“There aren’t problem children, but families with problems.” writes Alexandra Raicar in her book: ‘Child-centred attachment therapy: the CcAT programme’. It reminded me of my own insight, blindingly obvious, when in a training session about group therapy. Of course the first group we ever know is our family. This is where and how we learn to attach. Those early years of our lives that are “unrememorable and unforgettable” as neuroscientist Doug Watt refers to these formative years.
Information coming through about neuroscience verifies what we all possibly knew, that those early attachment patterns are engraved on the brain and woven into our bodies. No wonder some of us can find it difficult to relate to others and to ourselves. We can find it difficult to trust, express affection, let go of feelings, to forgive and yet not know why. How much more sense attachment patterns made to me when I read Sue Gerhardt’s hugely enjoyable book – “Why Love Matters – how affection shapes the baby’s brain.”

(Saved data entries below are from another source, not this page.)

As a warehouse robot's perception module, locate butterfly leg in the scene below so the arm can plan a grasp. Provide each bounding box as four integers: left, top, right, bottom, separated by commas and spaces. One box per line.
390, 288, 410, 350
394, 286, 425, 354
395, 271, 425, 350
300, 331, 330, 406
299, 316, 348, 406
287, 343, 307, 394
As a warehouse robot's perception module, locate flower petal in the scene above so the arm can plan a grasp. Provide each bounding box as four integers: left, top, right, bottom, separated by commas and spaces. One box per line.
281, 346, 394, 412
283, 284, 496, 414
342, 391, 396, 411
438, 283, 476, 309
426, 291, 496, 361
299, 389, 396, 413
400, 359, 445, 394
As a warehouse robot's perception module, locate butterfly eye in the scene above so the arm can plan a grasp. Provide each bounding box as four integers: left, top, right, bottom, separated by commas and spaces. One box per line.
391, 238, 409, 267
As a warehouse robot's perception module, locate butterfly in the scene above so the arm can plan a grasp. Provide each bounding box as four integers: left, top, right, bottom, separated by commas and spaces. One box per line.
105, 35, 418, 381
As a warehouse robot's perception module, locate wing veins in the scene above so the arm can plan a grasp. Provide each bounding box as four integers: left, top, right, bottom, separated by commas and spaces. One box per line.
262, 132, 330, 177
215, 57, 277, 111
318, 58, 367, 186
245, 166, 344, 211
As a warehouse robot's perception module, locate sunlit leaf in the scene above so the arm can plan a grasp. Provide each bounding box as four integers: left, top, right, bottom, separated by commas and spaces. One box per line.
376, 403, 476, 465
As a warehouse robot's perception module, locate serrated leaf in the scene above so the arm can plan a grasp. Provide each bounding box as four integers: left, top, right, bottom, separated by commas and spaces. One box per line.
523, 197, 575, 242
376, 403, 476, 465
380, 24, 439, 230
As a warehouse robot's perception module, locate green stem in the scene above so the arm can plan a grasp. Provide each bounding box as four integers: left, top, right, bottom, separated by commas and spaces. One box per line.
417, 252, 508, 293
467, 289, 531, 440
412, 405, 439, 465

How to work with this body of knowledge when supporting a client? Reflecting on this, I was reminded of my own research when interviewing individuals for my MA in counselling. Again and again randomly selected individuals testified that it was a mutual relationship that meant most to them when receiving help. It was mutuality they saw as key to help and healing. And of course this is what I, and other counsellors do, share our concern, our care, listening and being there for another.
Reviewing the feedback I have received from clients, they highlighted that what they found helpful was the holding and affirming nature of our relationship. Each of us has our own narrative and a relationship that values, supports and shares the telling of the individual’s story can be healing. It mirrors the parenting process of listening to our children and how they make sense of their world. This early interest and care gives us the tools to later form secure and healthy attachments - where trust and risk are part of the experience. Where early caregivers or parents are unable to do this – it is then that we see the well documented pattern whereby individuals may unconsciously chose a relationship characterised by an insecure, avoidant or ambivalent attachment. While a counselling relationship is not a long term relationship with a partner – it is a form of intimacy. And it is the counselling relationship that is key; feeling wanted and cared for and listened to by a supportive other, learning to attach in the safe environment of the counselling room.

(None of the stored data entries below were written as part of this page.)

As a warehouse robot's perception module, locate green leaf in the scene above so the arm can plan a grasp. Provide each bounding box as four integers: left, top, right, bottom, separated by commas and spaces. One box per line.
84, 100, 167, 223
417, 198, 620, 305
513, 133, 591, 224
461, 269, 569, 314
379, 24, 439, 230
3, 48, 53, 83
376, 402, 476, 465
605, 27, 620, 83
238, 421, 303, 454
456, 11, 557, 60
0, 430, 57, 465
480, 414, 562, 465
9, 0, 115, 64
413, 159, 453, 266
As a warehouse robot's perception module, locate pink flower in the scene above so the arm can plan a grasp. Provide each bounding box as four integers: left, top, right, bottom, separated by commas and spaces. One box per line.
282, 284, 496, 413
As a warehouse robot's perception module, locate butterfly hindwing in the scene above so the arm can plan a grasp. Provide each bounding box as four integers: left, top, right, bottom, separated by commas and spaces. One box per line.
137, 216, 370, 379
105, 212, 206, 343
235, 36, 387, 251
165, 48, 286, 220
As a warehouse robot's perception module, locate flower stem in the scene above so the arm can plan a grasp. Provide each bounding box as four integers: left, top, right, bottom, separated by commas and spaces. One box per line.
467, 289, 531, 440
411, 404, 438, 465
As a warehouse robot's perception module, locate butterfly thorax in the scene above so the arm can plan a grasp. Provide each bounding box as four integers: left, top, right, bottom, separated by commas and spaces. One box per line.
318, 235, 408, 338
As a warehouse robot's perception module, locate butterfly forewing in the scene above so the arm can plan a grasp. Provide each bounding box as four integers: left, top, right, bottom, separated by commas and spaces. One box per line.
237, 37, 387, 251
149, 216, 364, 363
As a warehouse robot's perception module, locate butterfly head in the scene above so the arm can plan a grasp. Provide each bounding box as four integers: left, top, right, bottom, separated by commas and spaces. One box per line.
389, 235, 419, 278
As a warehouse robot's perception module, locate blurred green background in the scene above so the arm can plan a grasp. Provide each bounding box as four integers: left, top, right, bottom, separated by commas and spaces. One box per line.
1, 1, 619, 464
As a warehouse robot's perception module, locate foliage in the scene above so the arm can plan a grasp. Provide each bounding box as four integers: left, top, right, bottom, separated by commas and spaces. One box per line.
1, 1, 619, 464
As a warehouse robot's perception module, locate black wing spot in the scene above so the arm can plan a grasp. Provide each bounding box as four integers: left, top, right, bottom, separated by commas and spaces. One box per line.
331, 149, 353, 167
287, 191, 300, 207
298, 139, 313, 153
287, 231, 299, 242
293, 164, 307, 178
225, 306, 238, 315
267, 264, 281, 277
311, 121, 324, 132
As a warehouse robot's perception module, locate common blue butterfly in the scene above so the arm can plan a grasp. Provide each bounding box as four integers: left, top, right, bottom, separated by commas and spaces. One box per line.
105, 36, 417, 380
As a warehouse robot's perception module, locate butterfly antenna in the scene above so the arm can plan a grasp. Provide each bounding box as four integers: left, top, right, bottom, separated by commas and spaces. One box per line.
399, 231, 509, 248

In a commercial world that does not seem to value human bonds it can be easy to forget the power of affirmation, care and interest. It is this kind of experience that a good professional counselling relationship can give the client. This can provide a temporary re-parenting experience so that the client can in turn seek and risk those secure attachments with others beyond the counselling room.
Gerhardt S. (2004) “Why love matters; how affection shapes a baby’s brain.”
Raicar. A.M. (2009) “Child-centred attachment therapy: the CcAT programme”
Watt. D. (2001) ‘Emotion and consciousness.’ www.phil.vt.edu/ASSC/watt/default html.